Bootstrapping clusters in R

I am running a negative binomial regression of clinic counts in each county in the entire country (~3k counties). I’d like to at least partially account for the non-independence of neighboring counties by bootstrapping the confidence intervals in a “clustered” fashion–e.g. draw an entire state’s (50 states total) worth of data at once. This has become standard practice, for better or for worse, in the econometric literature.

I could write the code to do this myself, but the boot package seems like it should have the ability to do this somehow, and in general I prefer tested, general solutions to one-off hacks. Is there a way to coerce the boot package to do a clustered bootstrap?

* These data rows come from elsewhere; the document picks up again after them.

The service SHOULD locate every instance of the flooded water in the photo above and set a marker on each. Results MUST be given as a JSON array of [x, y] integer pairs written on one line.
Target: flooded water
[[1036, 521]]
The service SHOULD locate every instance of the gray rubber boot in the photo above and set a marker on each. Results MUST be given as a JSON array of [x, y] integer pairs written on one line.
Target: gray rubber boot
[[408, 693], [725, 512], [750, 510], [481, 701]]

I tried the strata argument, but that randomizes within strata rather than randomizing which cluster gets taken, as the following code confirms:

dat <- data.frame( cluster=rep(letters[1:5],each=10), x=runif(5*10), stringsAsFactors=TRUE )
boot.stat <- function(dat,idx) {
    print(dat[idx,]$cluster)
    	print(table(dat[idx,]$cluster))
    mean(dat[idx,]$x)
    }
    boot( 
    	data=dat, 
    	statistic=boot.stat, 
    	strata=dat$cluster, 
    stype="i", 
    R=5 
)

Answer

If I understand you correctly you want to estimate a statistic per state and that average that statistic to get a bootstrapped estimation of the overall statistic.

Stratified sampling does something different. It ensures that the label is samples representatively in each sample. I do not think that is what you want to do.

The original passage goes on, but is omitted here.